Ultrasound Department, Peking University School of Oncology, Beijing Cancer Hospital & Institute, Beijing, China.
Hepatol Res. 2009 Mar;39(3):231-40. doi: 10.1111/j.1872-034X.2008.00451.x. Epub 2008 Nov 5.
To assess the efficacy and safety of radiofrequency ablation (RFA) combined with transarterial chemoembolization (TACE) in recurrent hepatocellular carcinoma (HCC) after hepatectomy and to compare its outcome with a single modality.
We retrospectively studied 103 patients with recurrent HCCs after hepatectomy who were excluded from repeat hepatectomy. Of them, 81 patients were male and 22 were female (mean age 55.8 +/- 10.7 years; range, 30-80 years). According to treatment modality, these patients were divided into three groups: RFA was used as the sole first-line anticancer treatment in 37 patients (RFA group); TACE was used as the sole first-line anticancer treatment in 35 patients (TACE group). RFA followed by TACE was performed in 31 patients (combination group). There was no significant difference in clinical material between the three groups. Indices including treatment success rate, intrahepatic recurrence rate and survival were obtained for analysis and comparison.
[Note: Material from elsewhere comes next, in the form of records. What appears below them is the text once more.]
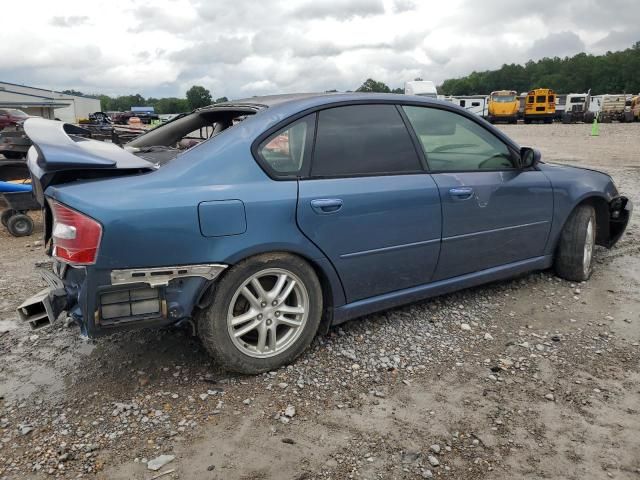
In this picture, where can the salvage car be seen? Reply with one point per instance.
(267, 220)
(11, 117)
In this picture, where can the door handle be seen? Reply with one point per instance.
(324, 206)
(461, 193)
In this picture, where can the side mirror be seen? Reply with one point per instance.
(529, 157)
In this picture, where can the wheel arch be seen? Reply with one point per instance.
(601, 207)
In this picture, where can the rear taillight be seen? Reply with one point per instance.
(75, 236)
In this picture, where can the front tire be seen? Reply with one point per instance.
(265, 313)
(574, 257)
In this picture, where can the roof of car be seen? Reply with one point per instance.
(317, 98)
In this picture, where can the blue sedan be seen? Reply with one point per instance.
(265, 221)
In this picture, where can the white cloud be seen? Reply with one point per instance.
(242, 48)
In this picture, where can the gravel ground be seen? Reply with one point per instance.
(530, 378)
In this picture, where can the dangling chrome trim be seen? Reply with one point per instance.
(161, 276)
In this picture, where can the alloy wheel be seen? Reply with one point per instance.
(268, 313)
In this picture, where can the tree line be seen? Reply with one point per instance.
(196, 97)
(613, 72)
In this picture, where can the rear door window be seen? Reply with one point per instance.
(359, 140)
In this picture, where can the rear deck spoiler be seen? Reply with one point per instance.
(60, 155)
(61, 148)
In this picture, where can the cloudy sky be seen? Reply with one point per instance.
(241, 48)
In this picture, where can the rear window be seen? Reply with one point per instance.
(362, 140)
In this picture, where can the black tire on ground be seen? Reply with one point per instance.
(213, 328)
(570, 261)
(20, 225)
(6, 215)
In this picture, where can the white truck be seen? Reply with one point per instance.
(422, 88)
(577, 108)
(615, 107)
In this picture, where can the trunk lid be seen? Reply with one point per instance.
(62, 155)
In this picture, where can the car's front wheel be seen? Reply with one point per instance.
(265, 312)
(574, 257)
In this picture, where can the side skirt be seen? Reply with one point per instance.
(421, 292)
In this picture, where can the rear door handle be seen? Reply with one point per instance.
(325, 206)
(461, 193)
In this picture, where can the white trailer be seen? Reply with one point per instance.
(478, 104)
(422, 88)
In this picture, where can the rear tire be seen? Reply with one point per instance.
(574, 256)
(20, 225)
(276, 300)
(6, 215)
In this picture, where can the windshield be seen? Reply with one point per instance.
(17, 113)
(503, 98)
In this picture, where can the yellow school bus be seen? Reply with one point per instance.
(540, 106)
(503, 106)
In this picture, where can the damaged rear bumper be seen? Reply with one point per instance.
(104, 301)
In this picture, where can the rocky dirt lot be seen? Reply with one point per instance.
(531, 378)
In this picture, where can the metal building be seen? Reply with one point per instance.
(47, 103)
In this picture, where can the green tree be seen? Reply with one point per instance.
(198, 96)
(371, 85)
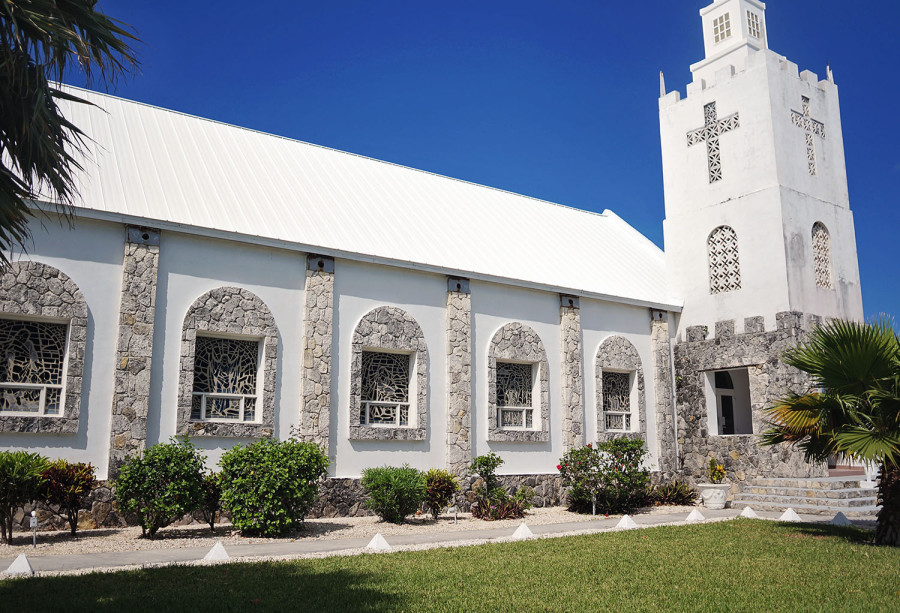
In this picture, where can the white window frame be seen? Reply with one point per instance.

The treatment success rate of the combination group was significantly higher than that of the TACE group (93.5 vs. 68.6%, P = 0.011). The intrahepatic recurrence rate of the combination group was significantly lower than that of the TACE group (20.7 vs 57.1%, P = 0.002) and the RFA group (20.7 vs 43.2%, P = 0.036). The overall 1-, 3- and 5-year survival rates were 73.9, 51.1 and 28.0% respectively in the RFA group; 65.8, 38.9 and 19.5% respectively in the TACE group; and 88.5, 64.6 and 44.3% respectively in the combination group. There was a significant difference in survival between the combination group and the TACE group (P = 0.028).
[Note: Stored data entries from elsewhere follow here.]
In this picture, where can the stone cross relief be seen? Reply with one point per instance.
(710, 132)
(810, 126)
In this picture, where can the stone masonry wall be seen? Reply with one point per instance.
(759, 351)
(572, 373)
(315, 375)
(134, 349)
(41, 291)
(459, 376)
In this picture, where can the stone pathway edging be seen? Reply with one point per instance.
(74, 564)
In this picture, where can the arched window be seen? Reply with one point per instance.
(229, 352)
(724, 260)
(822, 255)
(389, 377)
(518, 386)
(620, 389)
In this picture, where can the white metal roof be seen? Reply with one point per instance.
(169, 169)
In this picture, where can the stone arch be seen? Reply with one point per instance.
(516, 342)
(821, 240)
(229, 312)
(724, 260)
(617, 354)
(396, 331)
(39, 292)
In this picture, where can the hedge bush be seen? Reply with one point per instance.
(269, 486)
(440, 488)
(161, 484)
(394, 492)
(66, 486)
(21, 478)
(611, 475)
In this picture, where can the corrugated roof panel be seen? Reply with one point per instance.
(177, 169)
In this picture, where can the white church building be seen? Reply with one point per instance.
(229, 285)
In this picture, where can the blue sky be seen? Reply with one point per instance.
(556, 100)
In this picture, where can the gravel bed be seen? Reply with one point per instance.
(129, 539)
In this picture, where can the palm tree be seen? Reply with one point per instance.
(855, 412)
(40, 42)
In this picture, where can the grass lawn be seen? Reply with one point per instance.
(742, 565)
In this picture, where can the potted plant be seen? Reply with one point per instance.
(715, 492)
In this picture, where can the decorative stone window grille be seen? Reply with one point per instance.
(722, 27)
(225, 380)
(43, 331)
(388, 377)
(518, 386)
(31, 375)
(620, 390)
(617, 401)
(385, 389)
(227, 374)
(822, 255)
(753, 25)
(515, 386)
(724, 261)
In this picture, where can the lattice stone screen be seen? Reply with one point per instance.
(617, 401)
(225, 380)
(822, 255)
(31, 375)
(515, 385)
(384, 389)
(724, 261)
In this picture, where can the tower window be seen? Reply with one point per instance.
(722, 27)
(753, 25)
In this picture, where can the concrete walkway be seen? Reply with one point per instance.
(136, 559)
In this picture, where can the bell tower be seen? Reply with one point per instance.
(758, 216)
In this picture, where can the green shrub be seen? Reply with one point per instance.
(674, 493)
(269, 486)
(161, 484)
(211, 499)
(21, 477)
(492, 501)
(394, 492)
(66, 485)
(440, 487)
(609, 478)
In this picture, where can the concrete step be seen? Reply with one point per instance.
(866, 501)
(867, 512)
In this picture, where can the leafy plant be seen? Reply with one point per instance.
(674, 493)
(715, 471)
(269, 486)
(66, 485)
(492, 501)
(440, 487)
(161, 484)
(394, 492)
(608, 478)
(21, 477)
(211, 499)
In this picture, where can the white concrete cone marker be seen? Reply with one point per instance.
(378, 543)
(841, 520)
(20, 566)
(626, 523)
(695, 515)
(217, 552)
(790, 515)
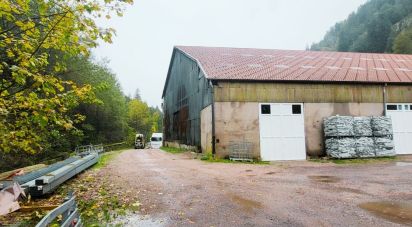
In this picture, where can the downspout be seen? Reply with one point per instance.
(213, 119)
(384, 99)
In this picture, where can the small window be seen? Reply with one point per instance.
(391, 107)
(296, 109)
(265, 109)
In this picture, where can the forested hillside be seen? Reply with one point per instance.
(377, 26)
(53, 95)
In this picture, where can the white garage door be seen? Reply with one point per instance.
(282, 135)
(401, 114)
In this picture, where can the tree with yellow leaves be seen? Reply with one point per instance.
(35, 38)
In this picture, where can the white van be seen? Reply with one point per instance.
(156, 140)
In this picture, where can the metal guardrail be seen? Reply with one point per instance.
(47, 183)
(24, 179)
(69, 212)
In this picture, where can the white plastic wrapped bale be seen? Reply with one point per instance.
(362, 126)
(338, 126)
(365, 147)
(384, 146)
(341, 148)
(381, 126)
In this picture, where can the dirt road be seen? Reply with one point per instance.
(177, 190)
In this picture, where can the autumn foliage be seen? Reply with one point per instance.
(36, 39)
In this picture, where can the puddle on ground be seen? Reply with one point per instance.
(402, 164)
(324, 179)
(246, 204)
(393, 211)
(138, 220)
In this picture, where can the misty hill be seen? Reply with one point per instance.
(377, 26)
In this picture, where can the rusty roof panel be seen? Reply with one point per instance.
(222, 63)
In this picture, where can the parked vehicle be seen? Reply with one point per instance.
(156, 140)
(139, 141)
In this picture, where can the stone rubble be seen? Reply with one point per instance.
(365, 147)
(362, 126)
(382, 126)
(358, 137)
(338, 126)
(341, 148)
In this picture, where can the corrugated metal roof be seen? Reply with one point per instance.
(221, 63)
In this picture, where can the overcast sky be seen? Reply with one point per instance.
(149, 29)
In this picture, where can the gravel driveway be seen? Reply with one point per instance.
(177, 190)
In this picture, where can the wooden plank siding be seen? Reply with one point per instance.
(312, 93)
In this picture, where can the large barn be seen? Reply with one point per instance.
(276, 100)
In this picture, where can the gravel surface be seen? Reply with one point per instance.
(177, 190)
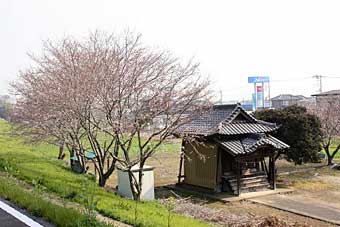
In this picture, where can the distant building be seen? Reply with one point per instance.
(284, 100)
(326, 95)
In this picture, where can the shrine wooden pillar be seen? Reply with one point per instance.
(272, 172)
(239, 171)
(181, 162)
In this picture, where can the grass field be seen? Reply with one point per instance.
(333, 146)
(41, 207)
(38, 166)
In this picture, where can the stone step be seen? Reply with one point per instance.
(252, 188)
(244, 179)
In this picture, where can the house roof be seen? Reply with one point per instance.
(328, 93)
(250, 143)
(284, 97)
(224, 119)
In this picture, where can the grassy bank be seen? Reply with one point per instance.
(40, 207)
(37, 165)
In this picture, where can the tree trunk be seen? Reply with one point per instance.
(329, 161)
(61, 154)
(102, 181)
(329, 156)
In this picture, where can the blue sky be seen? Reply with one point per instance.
(290, 41)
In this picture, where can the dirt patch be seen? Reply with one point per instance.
(239, 213)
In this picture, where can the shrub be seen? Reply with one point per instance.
(299, 129)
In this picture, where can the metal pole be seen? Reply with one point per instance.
(262, 95)
(255, 93)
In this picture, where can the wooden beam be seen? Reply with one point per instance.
(217, 166)
(273, 174)
(181, 162)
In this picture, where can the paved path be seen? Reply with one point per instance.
(12, 217)
(302, 206)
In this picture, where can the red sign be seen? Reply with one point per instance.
(259, 88)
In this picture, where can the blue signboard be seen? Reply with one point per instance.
(258, 79)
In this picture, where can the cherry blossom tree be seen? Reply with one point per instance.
(105, 94)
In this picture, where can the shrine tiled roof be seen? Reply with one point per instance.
(250, 143)
(226, 120)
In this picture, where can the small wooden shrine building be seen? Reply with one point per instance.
(230, 151)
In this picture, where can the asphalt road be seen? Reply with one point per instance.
(13, 216)
(303, 206)
(7, 220)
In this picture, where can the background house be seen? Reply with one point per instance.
(327, 95)
(284, 100)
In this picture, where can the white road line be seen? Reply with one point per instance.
(23, 218)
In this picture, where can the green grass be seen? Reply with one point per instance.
(37, 164)
(40, 207)
(333, 146)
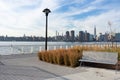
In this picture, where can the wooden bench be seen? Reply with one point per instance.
(99, 57)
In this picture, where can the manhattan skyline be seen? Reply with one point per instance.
(18, 17)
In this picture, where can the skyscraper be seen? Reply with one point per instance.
(72, 36)
(95, 33)
(67, 38)
(81, 36)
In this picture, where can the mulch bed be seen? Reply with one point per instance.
(98, 65)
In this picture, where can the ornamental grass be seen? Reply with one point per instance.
(70, 57)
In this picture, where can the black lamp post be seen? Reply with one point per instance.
(46, 11)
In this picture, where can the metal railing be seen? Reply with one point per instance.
(25, 49)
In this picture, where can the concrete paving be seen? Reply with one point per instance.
(28, 67)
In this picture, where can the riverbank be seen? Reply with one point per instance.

RFA combined with TACE was more effective in treating recurrent HCC after hepatectomy compared to single RFA or TACE treatment. This combination therapy can thus be a valuable choice of treatment for recurrent HCC.
评估射频消融(RFA)联合肝动脉化疗栓塞(TACE)治疗肝癌切除术后复发的疗效和安全性,并与单一治疗方法进行比较。
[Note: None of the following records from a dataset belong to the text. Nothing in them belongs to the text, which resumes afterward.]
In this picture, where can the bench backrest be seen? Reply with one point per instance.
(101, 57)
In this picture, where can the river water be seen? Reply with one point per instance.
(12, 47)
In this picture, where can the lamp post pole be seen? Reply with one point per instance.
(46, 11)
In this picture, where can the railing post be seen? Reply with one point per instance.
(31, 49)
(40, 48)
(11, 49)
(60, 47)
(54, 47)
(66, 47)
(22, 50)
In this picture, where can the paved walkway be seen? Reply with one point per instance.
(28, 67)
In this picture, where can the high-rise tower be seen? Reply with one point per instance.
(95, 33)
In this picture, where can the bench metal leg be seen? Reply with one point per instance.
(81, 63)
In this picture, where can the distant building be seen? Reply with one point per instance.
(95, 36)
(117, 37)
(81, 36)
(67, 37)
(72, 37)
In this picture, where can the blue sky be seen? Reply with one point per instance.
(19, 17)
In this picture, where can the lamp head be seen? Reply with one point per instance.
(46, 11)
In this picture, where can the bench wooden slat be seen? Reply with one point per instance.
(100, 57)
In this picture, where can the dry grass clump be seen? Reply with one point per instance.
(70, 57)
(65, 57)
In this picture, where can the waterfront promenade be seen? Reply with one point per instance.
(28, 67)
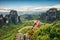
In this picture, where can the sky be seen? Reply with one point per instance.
(24, 5)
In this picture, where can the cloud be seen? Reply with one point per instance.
(31, 8)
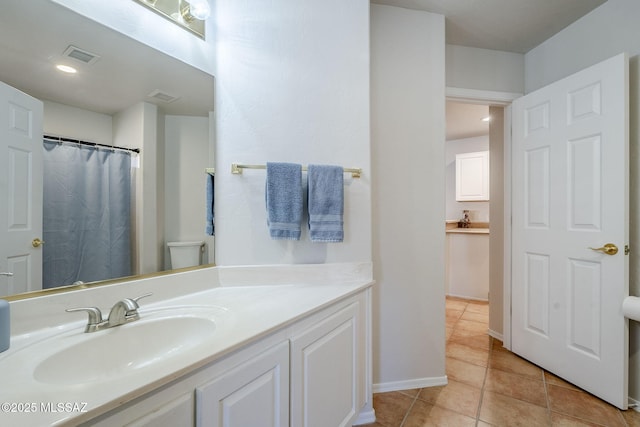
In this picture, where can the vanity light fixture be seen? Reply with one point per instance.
(195, 9)
(188, 14)
(66, 69)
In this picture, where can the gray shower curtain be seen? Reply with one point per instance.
(86, 214)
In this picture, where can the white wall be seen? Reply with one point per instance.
(137, 127)
(76, 123)
(291, 86)
(408, 132)
(186, 142)
(478, 211)
(484, 69)
(496, 213)
(606, 31)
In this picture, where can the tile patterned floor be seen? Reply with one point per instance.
(490, 386)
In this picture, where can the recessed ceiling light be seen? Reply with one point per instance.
(66, 69)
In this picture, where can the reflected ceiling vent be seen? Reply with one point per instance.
(81, 55)
(161, 96)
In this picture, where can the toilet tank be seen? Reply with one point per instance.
(185, 254)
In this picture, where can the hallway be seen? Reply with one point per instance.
(490, 386)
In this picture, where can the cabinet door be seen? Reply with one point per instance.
(253, 394)
(472, 176)
(326, 371)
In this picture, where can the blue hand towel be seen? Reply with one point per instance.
(284, 200)
(209, 227)
(326, 203)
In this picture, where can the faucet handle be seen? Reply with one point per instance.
(136, 299)
(95, 317)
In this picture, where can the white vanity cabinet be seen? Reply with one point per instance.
(312, 372)
(256, 393)
(327, 363)
(472, 176)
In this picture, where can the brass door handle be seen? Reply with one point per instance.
(609, 249)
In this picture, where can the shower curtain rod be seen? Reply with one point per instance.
(91, 144)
我们回顾性研究了 103 例因无法再次行肝切除术而被排除在外的肝癌切除术后复发患者。其中男性 81 例,女性 22 例(平均年龄 55.8 +/- 10.7 岁;范围,30-80 岁)。根据治疗方式,将这些患者分为三组:RFA 作为唯一一线抗癌治疗的 37 例(RFA 组);TACE 作为唯一一线抗癌治疗的 35 例(TACE 组)。RFA 联合 TACE 治疗的 31 例患者(联合组)。三组间临床资料无明显差异。获取并分析比较各组治疗成功率、肝内复发率和生存率等指标。
联合组的治疗成功率明显高于 TACE 组(93.5%比 68.6%,P = 0.011)。联合组的肝内复发率明显低于 TACE 组(20.7%比 57.1%,P = 0.002)和 RFA 组(20.7%比 43.2%,P = 0.036)。RFA 组的 1、3、5 年总生存率分别为 73.9%、51.1%和 28.0%;TACE 组分别为 65.8%、38.9%和 19.5%;联合组分别为 88.5%、64.6%和 44.3%。联合组与 TACE 组的生存率有显著差异(P = 0.028)。
与单独 RFA 或 TACE 治疗相比,RFA 联合 TACE 治疗肝癌切除术后复发更有效。因此,这种联合治疗可能是肝癌复发的一种有价值的治疗选择。